Turkey Pardoning Time

Fellow fans of the wonderful West Wing (that's what www stands for, right?) may remember a very funny scene in an early episode in which President Martin Sheen "pardons" a turkey from making a Thanksgiving sacrifice in a little ceremony at the White House. How we laughed at the silly and inventive script-writing! How on earth did they think that one up?, we wondered.

Well. Imagine the surprise in our house when preparations for our first Thanksgiving last week were interrupted by the news that turkey pardoning is not a script-writer's wheeze, but an actual tradition of actual Presidents.

In fact, on Tuesday 22 November - two days before Thanksgiving - President Bush and Vice President Cheney held a ceremony on a stage in the Eisenhower Executive Office Building, next door to the White House.
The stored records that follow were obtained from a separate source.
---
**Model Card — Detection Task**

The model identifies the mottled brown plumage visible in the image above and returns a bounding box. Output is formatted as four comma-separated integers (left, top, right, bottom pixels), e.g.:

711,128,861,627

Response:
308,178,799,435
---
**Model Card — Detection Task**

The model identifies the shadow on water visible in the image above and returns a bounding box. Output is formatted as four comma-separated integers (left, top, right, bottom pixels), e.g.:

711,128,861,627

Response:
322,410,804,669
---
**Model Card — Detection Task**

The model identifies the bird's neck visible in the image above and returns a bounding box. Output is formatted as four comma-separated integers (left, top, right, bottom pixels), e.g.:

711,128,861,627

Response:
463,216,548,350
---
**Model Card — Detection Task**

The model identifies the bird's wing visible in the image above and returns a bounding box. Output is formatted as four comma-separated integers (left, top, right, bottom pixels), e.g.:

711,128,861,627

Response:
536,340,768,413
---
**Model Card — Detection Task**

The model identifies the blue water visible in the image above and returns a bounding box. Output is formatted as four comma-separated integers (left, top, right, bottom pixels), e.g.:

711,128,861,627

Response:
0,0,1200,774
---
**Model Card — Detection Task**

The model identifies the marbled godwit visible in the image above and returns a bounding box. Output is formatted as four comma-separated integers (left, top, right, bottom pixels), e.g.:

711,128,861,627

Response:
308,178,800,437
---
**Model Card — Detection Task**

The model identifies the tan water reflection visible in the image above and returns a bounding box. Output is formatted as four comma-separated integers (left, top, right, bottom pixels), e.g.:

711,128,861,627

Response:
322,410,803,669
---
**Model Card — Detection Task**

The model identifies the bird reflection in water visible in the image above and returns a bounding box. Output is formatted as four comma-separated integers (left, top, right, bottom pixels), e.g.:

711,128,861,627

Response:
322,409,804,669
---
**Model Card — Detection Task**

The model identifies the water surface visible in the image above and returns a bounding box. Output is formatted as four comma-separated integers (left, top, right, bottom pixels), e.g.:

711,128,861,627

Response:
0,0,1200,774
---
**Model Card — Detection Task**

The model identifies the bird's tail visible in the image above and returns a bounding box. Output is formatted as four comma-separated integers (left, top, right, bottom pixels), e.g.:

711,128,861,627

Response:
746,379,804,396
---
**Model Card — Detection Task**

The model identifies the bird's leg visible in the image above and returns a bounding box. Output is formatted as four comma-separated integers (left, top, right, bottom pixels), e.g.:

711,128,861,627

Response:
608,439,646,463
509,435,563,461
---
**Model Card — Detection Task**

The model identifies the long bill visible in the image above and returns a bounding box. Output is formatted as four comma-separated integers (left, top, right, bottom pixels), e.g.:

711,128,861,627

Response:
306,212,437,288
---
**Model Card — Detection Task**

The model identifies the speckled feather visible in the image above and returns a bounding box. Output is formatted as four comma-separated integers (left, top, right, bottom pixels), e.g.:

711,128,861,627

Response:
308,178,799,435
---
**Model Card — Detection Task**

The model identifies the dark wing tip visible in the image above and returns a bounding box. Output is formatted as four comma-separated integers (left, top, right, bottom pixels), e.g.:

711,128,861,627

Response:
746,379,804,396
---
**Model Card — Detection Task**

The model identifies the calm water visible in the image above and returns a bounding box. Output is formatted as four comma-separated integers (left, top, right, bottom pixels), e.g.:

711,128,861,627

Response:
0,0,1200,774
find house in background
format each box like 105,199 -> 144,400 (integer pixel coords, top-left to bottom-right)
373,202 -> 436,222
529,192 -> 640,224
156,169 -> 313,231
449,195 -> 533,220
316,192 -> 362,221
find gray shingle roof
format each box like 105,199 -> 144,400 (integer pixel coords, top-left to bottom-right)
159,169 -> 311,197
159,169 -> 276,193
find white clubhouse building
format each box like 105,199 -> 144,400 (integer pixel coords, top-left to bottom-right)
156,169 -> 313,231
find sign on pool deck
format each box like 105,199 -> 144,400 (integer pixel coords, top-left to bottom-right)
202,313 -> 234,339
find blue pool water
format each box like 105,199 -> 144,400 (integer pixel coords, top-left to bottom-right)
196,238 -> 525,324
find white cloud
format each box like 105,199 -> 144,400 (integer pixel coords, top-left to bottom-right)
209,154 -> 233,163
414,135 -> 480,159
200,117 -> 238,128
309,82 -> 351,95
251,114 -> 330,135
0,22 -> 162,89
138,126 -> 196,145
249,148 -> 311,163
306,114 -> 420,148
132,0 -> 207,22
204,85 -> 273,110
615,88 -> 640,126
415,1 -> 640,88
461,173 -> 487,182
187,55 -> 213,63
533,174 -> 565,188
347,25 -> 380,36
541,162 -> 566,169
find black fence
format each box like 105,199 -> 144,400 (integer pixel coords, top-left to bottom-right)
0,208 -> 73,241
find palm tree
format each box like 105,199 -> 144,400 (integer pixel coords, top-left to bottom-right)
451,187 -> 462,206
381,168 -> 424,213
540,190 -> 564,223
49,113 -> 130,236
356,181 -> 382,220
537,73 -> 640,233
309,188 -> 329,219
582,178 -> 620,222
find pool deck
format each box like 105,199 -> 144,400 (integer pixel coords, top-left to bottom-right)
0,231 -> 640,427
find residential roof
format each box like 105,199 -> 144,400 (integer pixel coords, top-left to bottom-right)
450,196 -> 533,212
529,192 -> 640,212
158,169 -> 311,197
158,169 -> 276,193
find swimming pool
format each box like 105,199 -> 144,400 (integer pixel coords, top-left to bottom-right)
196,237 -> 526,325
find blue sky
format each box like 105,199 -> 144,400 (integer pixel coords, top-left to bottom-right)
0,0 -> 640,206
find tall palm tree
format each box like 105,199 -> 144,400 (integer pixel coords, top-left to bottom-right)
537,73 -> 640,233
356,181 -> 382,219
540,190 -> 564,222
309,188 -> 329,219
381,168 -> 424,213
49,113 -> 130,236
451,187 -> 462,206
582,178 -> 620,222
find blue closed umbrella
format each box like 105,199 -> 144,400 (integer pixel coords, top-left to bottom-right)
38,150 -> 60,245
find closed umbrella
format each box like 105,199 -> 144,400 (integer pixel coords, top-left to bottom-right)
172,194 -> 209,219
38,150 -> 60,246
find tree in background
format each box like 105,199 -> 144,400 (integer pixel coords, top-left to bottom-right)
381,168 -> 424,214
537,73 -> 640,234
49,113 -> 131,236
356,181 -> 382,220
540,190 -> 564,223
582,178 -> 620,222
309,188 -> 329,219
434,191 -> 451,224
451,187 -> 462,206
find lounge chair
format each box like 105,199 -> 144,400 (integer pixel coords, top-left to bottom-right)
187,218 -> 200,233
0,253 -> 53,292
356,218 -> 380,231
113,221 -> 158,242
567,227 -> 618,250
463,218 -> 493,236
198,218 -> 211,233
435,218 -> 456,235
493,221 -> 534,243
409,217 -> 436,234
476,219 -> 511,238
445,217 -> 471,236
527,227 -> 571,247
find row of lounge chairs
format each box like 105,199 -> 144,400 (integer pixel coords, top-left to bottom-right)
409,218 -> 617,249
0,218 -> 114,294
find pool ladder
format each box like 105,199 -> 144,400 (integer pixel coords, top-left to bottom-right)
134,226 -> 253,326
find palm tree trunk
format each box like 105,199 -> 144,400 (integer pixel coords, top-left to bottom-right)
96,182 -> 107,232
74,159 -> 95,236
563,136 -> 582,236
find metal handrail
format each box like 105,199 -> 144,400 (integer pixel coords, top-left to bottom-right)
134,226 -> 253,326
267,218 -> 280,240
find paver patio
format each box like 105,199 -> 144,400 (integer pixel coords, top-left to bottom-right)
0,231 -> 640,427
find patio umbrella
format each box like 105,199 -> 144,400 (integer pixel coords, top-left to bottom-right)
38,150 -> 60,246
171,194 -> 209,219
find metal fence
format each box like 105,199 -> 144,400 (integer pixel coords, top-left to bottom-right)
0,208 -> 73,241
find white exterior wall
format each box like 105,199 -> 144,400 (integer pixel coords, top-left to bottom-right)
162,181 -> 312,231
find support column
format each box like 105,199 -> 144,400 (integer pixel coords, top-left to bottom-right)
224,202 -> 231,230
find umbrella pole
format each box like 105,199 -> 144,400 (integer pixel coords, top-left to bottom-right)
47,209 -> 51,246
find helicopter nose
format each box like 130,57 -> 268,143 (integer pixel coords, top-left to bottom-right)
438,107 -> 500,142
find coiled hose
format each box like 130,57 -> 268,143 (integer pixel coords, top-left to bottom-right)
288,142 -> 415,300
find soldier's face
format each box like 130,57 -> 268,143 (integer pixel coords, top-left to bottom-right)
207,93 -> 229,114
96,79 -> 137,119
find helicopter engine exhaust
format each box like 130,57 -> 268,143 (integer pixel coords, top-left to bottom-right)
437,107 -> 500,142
They were joined by a gaggle of journalists, a class of visiting schoolchildren, and the chairman of the National Turkey Federation. In that esteemed company, the President pardoned a turkey named Marshmallow. How precisely he did so was not clear, although one imagines that the moment was mysterious and rather spiritual. An understudy turkey, named Yam, waiting in a van outside, was also pardoned, demonstrating that the President has long-distance pardoning powers.

However, as is so often the case regarding serious political matters such as this, controversy was not far behind. Pardoned turkeys have traditionally been sent off to somewhere called Frying Pan Park in Herndon, Virginia, where they have apparently tended not to last all that long, vis a vis this mortal coil. This year, the President announced that Marshallow and Yam did not fancy moving to Frying Pan Park; this was understandable, perhaps, but how he had established it was not entirely clear.

As an alternative, the two turkeys were sent - first class on United Airlines - to spend the rest of their days at Disneyland in California, where they took the roles of grand marshals in the Thanksgiving Day parade, before being moved to their new permanent home: an enclosure in Frontierland, near the entrance to Santa's Reindeer Roundup.

PETA (People for the Ethical Treatment of Animals) said that previously pardoned turkeys had been badly treated at Frying Pan Park, where they looked "lonely and neglected", and sought to take some credit for the move to Disneyland. The National Turkey Federation were keen to point out that PETA had had no influence on the switch and suggested that if members of PETA believed otherwise they were "absolutely delusionsal". Oh, politics!